De même, l’urgence devrait être depuis longtemps au refus des pratiques de pseudo-Etats off shore. … Seule une entente des acteurs politiques de premier plan pourra prendre les décisions simples (par exemple, … considérer nuls … les contrats … signés off shore) qui forceront ces ’pays’ à respecter un minimun de règles de droit universelles.
De même toute réflexion sur la politique de change … impose que siègent autour de la table des décideurs politiques de poids comparables …
Pour les États moyens, … comme la France, la capacité de peser sur … ces grandes questions dont dépend … notre avenir national nous impose de
construire une puissance politique internationale en nous fédérant, pour l’action sur l’essentiel, avec nos homologues européens."
[La] "fédération des nations moyennes permettra seule la construction d’un monde équilibré, où les grands enjeux politiques pourront enfin être abordés par le concert des nations. Cet impératif concerne l’Europe aujourd’hui : mais … l’Amérique du Sud, l’Afrique, le Sud-Est asiatique seront tôt ou tard … concernés".

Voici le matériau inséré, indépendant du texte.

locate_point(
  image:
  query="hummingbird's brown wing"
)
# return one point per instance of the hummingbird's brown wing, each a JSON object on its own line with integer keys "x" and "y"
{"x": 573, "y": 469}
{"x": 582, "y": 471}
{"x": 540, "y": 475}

Conclusion : Contrastes"À l’énoncé de ces quatre discriminants, on prend la mesure du caractère original, cohérent et inassimilable du projet démocrate."
"Le projet démocrate est … en
opposition avec le projet néo-bonapartiste et néo-conservateur sur plusieurs plans.
Le néoconservatisme considère l’opinion comme une masse à séduire, en mobilisant le cynisme des spins doctors, et tous ses zélateurs applaudissent lorsqu’on a réussi à mobiliser les réflexes qui la mettent en mouvement. Le mouvement démocratique la regarde comme un lieu de conscience en qui il convient d’investir de la confiance et de l’éducation.
Le néo-conservatisme regarde les impératifs économiques et financiers comme premiers, considérant qu’il y a, dans le monde, des affaires à faire et que ces intérêts priment sur toute autre considération (’la Libye a de gros besoins et les moyens de se les payer’, Nicolas Sarkozy)."
"Le projet démocrate est … en
opposition avec le projet socialiste.
C’est vrai d’abord sur la place de l’État et l’assimilation de l’État à la fonction publique. Pendant la récente campagne de Ségolène Royal, ce ne furent pas moins de cinq services publics nouveaux qui furent appelés à être créés … Le projet socialiste semble considérer comme un bienfait l’augmentation sans limite du nombre des fonctionnaires. … De la même inspiration, la volonté d’intervention de l’Etat dans les décisions de gestion interne des entreprises (création de taxes de pénalisation en cas de licenciement, ou de recours au CDD). …
Cette opposition se lit enfin dans le refus idéologique du réel qu’a dénoncé elle-même après la campagne la candidate du Parti socialiste en reniant les propositions que son parti l’avait ’obligée’ à porter en matière de 35 heures ou de salaire minimum."
"Devons-nous renoncer à défendre notre projet, le dégrader au rang de variante de l’un ou de l’autre des deux projets concurrents, ou devons-nous le défendre, le préciser, le promouvoir dans le débat démocratique, le proposer au peuple citoyen ?
La réponse ne souffre pas d’hésitation, dès lors que nous considérons que nous ne sommes pas nés pour subir le monde mais pour le façonner, pour l’ordonner et pour le changer."